Maybe Ben was right. Maybe he was dead wrong. That was what made fire such a challenging bitch. “Could have been,” he allowed.
There were too many variables during summer season to be dead sure without bringing in an arson team. If you didn’t find a man with a gas can and a lit match, you called in a team before you let the accusations fly. Especially when you weren’t sure what name to hang the blame on. He needed to play it real cautious until he had the information he needed.
“What the hell do you mean?” Ben hooked a hand onto his hip. Glaring. Jack recognized the look in the old man’s eyes. Fire had his back up, and he wasn’t letting go of what they both suspected was the truth.
Stalling for time, he ran the towel over his head. “Fire likes to eat up the evidence, Ben.”

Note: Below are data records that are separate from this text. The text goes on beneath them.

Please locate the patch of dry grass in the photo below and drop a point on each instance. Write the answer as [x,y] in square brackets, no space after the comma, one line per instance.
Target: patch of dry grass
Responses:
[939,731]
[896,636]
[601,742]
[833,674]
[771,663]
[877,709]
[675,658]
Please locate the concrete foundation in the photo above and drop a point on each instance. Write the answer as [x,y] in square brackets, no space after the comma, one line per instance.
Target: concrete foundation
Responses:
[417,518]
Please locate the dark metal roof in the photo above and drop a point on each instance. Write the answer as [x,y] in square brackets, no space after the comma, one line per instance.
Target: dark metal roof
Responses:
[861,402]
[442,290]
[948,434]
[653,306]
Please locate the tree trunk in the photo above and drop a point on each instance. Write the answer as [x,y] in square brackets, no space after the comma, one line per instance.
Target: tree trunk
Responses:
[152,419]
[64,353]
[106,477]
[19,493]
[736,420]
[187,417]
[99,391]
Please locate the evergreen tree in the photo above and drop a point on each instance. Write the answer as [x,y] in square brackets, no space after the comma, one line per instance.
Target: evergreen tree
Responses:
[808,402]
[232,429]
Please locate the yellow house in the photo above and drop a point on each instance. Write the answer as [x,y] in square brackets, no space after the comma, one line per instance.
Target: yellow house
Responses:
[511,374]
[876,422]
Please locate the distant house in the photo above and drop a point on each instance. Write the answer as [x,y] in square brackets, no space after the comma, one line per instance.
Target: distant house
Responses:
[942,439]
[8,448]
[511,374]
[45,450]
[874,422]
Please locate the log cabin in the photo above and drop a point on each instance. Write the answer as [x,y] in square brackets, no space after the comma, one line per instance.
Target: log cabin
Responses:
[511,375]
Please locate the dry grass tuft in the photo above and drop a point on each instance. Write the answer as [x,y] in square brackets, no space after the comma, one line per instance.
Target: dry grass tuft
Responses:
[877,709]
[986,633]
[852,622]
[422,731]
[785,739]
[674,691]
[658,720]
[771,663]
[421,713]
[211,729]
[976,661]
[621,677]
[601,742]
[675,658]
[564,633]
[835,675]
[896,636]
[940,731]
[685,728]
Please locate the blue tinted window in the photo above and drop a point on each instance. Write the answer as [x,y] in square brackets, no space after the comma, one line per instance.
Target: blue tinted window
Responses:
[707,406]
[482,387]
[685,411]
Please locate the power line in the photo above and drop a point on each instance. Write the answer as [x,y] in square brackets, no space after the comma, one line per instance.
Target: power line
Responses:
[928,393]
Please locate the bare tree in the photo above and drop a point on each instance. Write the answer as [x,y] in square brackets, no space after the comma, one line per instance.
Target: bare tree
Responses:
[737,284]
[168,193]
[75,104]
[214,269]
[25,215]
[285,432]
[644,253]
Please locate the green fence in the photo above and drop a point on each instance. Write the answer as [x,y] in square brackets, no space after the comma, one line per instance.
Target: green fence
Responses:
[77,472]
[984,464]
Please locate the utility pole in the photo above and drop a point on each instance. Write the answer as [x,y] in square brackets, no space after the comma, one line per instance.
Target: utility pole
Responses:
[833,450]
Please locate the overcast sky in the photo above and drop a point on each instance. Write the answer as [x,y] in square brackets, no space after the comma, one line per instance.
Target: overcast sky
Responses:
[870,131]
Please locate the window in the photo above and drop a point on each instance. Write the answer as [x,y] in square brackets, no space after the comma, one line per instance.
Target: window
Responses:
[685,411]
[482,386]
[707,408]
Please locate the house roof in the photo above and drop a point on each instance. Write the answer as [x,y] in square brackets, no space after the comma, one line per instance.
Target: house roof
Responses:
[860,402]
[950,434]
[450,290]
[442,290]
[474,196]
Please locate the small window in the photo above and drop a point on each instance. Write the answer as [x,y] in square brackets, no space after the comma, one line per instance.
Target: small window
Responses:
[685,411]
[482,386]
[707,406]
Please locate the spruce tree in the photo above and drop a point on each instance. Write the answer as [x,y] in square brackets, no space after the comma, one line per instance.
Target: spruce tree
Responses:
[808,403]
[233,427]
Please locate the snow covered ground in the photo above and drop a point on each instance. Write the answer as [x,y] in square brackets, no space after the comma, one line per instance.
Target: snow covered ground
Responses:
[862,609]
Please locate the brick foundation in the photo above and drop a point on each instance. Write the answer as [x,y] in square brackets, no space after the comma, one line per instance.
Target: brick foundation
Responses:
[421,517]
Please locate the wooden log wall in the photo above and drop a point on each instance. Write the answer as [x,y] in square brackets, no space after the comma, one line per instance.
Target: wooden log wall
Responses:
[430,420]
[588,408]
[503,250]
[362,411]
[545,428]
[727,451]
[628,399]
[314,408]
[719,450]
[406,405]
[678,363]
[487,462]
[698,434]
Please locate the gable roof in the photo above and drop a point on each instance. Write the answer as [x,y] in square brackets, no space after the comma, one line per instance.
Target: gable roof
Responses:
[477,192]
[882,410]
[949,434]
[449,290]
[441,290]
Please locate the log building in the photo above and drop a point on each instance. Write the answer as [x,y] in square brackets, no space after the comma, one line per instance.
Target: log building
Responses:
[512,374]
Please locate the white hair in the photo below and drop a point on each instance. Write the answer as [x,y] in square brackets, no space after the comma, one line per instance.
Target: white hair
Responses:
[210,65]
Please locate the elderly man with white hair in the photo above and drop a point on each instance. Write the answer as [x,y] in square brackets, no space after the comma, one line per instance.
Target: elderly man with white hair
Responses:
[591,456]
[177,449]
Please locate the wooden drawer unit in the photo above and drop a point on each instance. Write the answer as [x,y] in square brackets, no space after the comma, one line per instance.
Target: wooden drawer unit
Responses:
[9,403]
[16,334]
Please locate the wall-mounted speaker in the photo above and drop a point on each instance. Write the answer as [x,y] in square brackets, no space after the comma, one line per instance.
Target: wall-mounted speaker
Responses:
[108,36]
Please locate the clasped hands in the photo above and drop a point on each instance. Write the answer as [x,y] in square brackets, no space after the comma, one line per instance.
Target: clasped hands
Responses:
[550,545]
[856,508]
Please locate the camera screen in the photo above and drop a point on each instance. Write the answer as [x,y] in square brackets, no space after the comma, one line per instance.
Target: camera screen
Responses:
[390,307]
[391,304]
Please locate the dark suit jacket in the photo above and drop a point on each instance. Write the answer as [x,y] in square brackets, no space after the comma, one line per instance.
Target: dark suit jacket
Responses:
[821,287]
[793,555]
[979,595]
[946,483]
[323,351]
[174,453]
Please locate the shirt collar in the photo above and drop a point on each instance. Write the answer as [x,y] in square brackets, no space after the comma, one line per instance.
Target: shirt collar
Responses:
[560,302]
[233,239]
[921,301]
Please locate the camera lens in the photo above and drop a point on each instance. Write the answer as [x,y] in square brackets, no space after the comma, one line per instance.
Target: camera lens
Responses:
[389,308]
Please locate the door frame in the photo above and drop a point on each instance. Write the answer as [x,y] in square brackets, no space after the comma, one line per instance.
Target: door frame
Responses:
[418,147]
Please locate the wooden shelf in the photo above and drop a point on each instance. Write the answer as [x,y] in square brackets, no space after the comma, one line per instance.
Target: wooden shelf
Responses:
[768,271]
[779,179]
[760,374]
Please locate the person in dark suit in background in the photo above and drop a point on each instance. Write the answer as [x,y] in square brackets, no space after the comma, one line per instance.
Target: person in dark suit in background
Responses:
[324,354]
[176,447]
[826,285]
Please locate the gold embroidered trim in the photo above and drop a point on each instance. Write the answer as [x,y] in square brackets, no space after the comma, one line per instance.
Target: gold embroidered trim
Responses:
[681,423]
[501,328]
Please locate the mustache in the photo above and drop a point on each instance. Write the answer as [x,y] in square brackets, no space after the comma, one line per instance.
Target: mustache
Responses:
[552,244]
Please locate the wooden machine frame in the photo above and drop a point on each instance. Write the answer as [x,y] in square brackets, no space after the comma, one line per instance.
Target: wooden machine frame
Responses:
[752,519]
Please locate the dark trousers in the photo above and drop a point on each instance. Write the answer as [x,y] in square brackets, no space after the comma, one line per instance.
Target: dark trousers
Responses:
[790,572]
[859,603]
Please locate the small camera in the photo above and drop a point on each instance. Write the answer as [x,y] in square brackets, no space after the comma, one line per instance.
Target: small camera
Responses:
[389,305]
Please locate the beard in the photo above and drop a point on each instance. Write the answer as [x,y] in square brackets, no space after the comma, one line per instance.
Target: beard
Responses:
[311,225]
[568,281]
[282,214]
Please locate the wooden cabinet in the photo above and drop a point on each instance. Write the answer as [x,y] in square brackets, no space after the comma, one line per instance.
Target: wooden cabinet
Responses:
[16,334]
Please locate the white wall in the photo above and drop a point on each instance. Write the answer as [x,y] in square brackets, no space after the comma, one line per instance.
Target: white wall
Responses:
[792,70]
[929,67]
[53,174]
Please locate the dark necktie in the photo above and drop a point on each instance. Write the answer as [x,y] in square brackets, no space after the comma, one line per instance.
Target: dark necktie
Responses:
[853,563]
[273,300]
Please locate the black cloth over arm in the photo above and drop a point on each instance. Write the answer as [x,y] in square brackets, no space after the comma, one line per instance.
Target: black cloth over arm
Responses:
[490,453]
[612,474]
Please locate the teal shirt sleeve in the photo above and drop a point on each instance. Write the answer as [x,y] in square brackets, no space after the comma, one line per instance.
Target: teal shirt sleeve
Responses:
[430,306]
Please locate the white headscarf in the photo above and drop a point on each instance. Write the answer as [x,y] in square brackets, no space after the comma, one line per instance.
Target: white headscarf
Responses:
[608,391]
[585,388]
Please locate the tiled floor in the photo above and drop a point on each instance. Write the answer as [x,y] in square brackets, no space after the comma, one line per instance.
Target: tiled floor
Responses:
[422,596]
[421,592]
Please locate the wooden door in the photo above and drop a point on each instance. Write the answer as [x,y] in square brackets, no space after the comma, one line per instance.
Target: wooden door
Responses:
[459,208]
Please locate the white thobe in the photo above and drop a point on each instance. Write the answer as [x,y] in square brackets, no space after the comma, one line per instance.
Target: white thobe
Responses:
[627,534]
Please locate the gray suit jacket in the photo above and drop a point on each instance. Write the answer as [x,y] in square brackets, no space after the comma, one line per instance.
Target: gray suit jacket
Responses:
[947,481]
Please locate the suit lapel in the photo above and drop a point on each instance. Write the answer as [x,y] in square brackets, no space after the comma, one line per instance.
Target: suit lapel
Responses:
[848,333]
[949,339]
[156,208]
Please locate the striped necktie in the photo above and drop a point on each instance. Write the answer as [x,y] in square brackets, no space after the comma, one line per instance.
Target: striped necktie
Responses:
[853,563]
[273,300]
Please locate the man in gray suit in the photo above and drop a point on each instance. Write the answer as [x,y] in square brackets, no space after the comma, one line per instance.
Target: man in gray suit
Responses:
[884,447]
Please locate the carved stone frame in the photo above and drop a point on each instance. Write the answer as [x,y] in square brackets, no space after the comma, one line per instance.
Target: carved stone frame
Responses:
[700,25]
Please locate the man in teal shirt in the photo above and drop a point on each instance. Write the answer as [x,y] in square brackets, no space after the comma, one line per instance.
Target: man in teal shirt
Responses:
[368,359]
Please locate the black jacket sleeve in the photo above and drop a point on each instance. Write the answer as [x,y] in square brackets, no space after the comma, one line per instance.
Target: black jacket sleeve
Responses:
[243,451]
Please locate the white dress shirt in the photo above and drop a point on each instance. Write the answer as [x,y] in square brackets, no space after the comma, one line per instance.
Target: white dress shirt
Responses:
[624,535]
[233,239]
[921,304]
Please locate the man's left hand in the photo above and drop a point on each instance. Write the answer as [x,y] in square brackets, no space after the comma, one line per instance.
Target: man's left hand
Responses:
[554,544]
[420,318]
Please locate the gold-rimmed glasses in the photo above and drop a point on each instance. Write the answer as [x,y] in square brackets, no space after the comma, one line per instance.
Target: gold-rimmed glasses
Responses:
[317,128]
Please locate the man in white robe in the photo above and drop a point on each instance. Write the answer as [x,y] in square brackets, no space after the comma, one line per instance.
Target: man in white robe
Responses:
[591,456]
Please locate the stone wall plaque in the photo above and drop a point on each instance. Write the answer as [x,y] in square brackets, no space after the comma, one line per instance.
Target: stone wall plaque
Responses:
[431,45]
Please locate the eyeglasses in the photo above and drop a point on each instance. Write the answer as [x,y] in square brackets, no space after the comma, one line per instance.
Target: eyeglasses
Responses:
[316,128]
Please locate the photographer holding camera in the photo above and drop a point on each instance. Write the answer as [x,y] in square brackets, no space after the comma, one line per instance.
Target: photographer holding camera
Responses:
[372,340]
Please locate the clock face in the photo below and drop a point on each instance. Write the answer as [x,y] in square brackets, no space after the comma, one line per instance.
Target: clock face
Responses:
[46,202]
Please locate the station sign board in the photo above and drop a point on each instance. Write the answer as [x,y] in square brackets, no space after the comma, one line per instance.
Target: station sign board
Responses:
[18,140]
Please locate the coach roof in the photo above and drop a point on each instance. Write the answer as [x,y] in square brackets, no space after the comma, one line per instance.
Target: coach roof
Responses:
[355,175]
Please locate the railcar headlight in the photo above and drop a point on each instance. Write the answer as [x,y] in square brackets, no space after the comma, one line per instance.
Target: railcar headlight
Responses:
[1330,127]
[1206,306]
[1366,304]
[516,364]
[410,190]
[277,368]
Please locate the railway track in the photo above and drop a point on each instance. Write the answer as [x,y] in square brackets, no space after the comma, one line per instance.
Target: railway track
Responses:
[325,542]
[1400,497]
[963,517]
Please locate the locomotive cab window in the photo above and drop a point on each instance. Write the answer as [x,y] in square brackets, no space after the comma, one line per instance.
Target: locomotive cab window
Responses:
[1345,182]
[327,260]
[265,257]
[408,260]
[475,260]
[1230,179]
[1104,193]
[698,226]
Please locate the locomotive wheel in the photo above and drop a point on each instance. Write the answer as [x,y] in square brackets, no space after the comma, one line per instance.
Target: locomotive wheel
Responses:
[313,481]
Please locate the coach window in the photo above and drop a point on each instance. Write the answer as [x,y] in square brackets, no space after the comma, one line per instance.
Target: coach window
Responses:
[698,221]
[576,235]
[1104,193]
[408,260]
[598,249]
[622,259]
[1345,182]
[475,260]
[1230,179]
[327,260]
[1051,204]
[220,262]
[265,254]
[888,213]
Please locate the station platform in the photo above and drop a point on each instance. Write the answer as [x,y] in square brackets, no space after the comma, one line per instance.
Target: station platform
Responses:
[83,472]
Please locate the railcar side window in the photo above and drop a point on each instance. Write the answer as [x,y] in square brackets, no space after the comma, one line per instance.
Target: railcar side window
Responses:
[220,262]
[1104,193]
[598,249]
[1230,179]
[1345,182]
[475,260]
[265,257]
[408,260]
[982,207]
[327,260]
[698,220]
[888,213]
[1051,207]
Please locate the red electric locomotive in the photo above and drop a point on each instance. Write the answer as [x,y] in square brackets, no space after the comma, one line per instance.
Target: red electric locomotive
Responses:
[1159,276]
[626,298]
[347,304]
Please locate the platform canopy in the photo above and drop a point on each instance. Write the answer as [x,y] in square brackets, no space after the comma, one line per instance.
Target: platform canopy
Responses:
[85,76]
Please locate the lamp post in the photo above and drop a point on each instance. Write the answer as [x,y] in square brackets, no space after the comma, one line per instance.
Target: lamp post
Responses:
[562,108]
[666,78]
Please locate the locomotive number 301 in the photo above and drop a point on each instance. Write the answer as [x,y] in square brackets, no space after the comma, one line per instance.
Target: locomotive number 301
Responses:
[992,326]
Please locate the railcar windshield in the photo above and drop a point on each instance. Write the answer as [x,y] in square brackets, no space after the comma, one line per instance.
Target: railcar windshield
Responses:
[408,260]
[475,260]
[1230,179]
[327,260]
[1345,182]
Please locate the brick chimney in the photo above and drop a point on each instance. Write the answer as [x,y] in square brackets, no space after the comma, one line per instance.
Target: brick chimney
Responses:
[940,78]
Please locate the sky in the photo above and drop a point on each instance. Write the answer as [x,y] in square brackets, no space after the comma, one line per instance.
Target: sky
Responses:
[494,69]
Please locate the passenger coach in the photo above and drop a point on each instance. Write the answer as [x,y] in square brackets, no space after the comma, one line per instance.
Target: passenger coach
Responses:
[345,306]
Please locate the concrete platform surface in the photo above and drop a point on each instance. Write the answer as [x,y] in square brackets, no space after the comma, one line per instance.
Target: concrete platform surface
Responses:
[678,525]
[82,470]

Ben shook his head, stubborn to the bone. “You feel it just like I do, Jack. We both know it. Those fires were set.”
“This another one of those moments where your bones are talking to you, Ben?” He’d never discounted any of the older man’s hunches, not when his instincts were screaming, too, but he couldn’t take instinct to the sheriff. It was real hard to write an arrest warrant for a nameless guy on a dirt bike.